Joyce Maynard s’est emparé de ce fait divers pour écrire Prête à tout. La vraie Pamela Smart devient alors la fictive Suzanne Maretto. Suzanne a vécu une enfance d’enfant-roi. Ses parents et sa soeur aînée sont en adoration devant elle. Ils lui passent tous ces caprices, dont une opération de chirurgie esthétique à douze ans. Du plus loin qu’elle se souvienne, Suzanne rêve d’être une star de la télé. Elle veut devenir aussi célèbre que son idole, Barbara Walters.
Tout le monde savait que son ambition, c’était de faire de la télé. Dans un monde où la compétition est aussi serrée, il faut mettre le maximum d’atouts de son côté, et Suzanne semblait l’avoir compris. Enfin quoi, voilà une fille qui expliquait qu’elle ne riait jamais car ça vous donne des rides. Une fille qui s’enveloppait les cuisses dans du film alimentaire avant de dormir pour transpirer et éliminer l’eau superflue. Un jour, elle m’a raconté qu’elle se mettait de la vaseline sur les dents pour les faire briller dans la lumière des projecteurs.
Lorsqu’elle épouse Larry Maretto, un restaurateur italien, musicien à ses heures, elle imagine son couple à l’image de celui formé par Heather Locklear, l’actrice, et Tommy Lee, le fondateur de Motley Crue. Le problème, c’est que Larry prend le mariage très au sérieux. Il troque sa batterie pour un bâton de golf, en attendant d’avoir de ravissants enfants. Ce qui, pour Suzanne, n’est pas au menu.
Suzanne, elle, veut tracer son chemin vers les plateaux de télé. Elle veut la gloire, la célébrité. À force de persuasion, elle obtient un petit poste dans la station de télé locale. À défaut de lire les infos, elle se contente du bulletin météo. En attendant mieux… Elle convainc son patron de la laisser tourner un documentaire sur la jeunesse des étudiants du coin. Mais les seuls jeunes qu’elle parvient à intéresser sont trois adolescents paumés: Russell et Jimmy, deux garçons abonnés aux mauvais coups, et Lydia, la fille aux quelques livres en trop.
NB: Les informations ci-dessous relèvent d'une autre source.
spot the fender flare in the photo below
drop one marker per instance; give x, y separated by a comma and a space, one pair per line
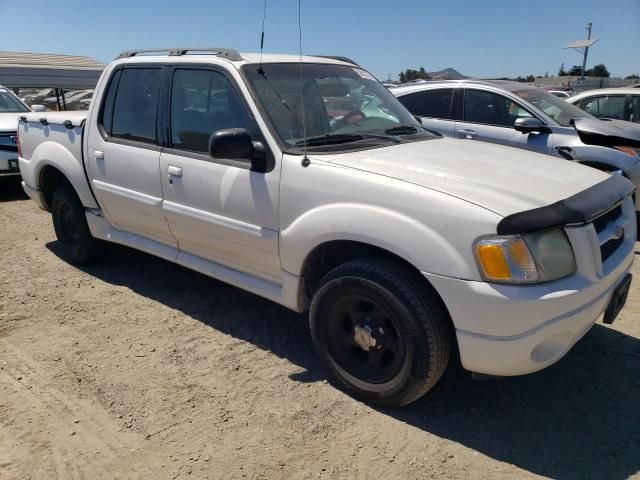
399, 234
52, 154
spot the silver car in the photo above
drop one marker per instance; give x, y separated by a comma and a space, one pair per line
610, 103
522, 116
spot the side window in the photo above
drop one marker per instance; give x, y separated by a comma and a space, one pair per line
202, 102
491, 109
612, 106
106, 115
430, 103
135, 105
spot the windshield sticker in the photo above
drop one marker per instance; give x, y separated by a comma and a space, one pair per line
364, 74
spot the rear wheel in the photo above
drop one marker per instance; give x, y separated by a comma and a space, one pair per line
381, 330
72, 230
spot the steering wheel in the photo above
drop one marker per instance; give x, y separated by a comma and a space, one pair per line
345, 120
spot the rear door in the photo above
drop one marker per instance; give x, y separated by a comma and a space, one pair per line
616, 107
217, 209
489, 117
433, 107
123, 153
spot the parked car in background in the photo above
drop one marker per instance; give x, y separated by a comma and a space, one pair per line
10, 109
613, 103
522, 116
397, 241
39, 96
560, 93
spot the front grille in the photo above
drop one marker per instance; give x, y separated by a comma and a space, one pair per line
612, 215
609, 247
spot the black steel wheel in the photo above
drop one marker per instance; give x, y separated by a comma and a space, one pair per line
381, 330
72, 230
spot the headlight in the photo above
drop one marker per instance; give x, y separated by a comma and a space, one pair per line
631, 151
529, 258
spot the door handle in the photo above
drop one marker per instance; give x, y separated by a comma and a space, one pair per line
174, 171
468, 133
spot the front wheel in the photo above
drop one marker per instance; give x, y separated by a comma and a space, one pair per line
72, 230
381, 330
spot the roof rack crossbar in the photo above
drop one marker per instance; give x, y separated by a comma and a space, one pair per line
338, 57
229, 53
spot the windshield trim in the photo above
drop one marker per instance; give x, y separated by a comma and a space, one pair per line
300, 150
Pas de quoi décourager l’ancienne majorette, bien décidée à manipuler son monde pour parvenir à ses fins. Elle se servira d’eux pour éliminer son mari, devenu un pion insignifiant dans son chemin vers la gloire.
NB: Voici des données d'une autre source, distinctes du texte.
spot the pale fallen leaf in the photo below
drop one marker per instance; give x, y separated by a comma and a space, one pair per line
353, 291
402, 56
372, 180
Sur une intrigue somme toute assez convenue, Joyce Maynard construit un roman choral d’une force redoutable. Alternant les témoignages, le roman tisse les voix de Suzanne et de son entourage: ses parents sous le choc, ses beaux-parents dévastés, une adolescente mal dans sa peau, un amoureux éconduit, un jeune délinquant, les parents des ados, les policiers, un patron désabusé, etc. Chacun prend la parole à tour de rôle. Chacun dit ce qu’il veut bien dire. Mais qui dit vrai?
La manipulation et l’idolâtrie sont au coeur de ce roman. Sans parler des obsessions: Suzanne est obsédé par la célébrité. Elle n’existe que dans le regard des autres. Son jeune amant est obsédé par le sexe. Depuis qu’il a couché avec Suzanne, il ne pense qu’à recommencer. Russell est obsédé par l’appât du gain. Quant à Lydia, elle est obsédée par la reconnaissance.
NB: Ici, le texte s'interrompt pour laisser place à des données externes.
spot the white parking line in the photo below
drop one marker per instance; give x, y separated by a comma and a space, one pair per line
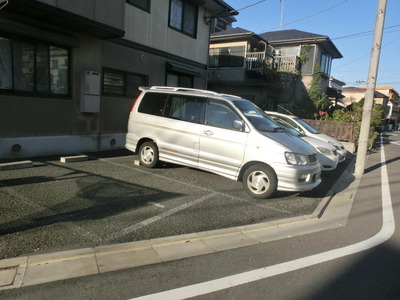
155, 204
383, 235
158, 217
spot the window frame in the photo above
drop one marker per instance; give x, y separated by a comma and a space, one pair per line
325, 64
180, 77
181, 26
125, 74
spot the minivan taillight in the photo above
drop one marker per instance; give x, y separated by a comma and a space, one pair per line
134, 102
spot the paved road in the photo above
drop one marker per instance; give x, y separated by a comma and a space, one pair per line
359, 260
56, 206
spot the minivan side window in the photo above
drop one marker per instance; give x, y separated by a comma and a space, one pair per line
153, 104
220, 115
185, 108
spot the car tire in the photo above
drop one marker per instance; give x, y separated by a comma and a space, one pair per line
148, 154
260, 181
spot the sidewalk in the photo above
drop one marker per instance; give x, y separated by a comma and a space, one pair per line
332, 212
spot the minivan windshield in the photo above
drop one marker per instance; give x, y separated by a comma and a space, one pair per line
307, 126
257, 117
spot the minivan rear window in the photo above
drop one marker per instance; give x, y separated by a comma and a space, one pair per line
153, 104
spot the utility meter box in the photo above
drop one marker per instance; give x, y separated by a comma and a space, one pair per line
90, 92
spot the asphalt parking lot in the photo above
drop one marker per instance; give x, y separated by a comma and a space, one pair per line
107, 199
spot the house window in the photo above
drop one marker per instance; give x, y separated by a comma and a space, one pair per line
326, 63
35, 67
183, 16
122, 83
179, 80
227, 57
142, 4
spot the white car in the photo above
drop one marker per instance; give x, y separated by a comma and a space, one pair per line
222, 134
308, 130
326, 153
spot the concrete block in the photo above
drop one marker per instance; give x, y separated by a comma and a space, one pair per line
16, 165
76, 158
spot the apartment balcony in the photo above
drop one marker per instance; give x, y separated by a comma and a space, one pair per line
289, 64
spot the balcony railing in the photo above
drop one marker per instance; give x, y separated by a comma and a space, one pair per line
287, 63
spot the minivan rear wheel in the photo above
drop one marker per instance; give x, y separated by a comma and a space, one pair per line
260, 181
148, 154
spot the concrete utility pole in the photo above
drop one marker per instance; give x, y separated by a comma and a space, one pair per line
371, 84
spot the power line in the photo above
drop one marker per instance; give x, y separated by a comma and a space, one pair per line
309, 16
361, 33
250, 5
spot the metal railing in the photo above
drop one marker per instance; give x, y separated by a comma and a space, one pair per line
287, 63
258, 61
De livre en livre, Joyce Maynard dresse le portrait d’une Amérique provinciale, avec ses classes moyennes engoncées dans leurs conventions, ses familles de laissés-pour-compte déglinguées par la misère. Dans cette Amérique, le cocktail d’ambition, d’argent et de sexe s’avère particulièrement explosif. Prête à tout est une satire acérée de la culture de la célébrité et de l’obsession du paraître. Un roman qui oscille entre la farce et l’effroi.
Voilà pourquoi j’ai toujours rêvé de faire de la télévision. Cela fait ressortir ce qu’il y a de meilleur en vous. Tant que vous êtes à la télé, il y a toujours quelqu’un qui vous regarde. Si les gens pouvaient passer à la télé tout le temps, nul doute que la race humaine dans son ensemble s’en porterait beaucoup mieux. Cela pose un problème: si tout le monde passait à la télé, il n’y aurait plus personne pour la regarder. Je deviens folle à force de réfléchir à tout ça. Ça peut me poser des problèmes parfois. Un jour, j’étais tellement absorbée par mes pensées que j’ai oublié de me retourner sous la lampe à bronzer. Si vous aviez vu le désastre!
Prête à tout, Joyce Maynard, trad. Jean Esch, Philippe Rey, 2015, 333 p.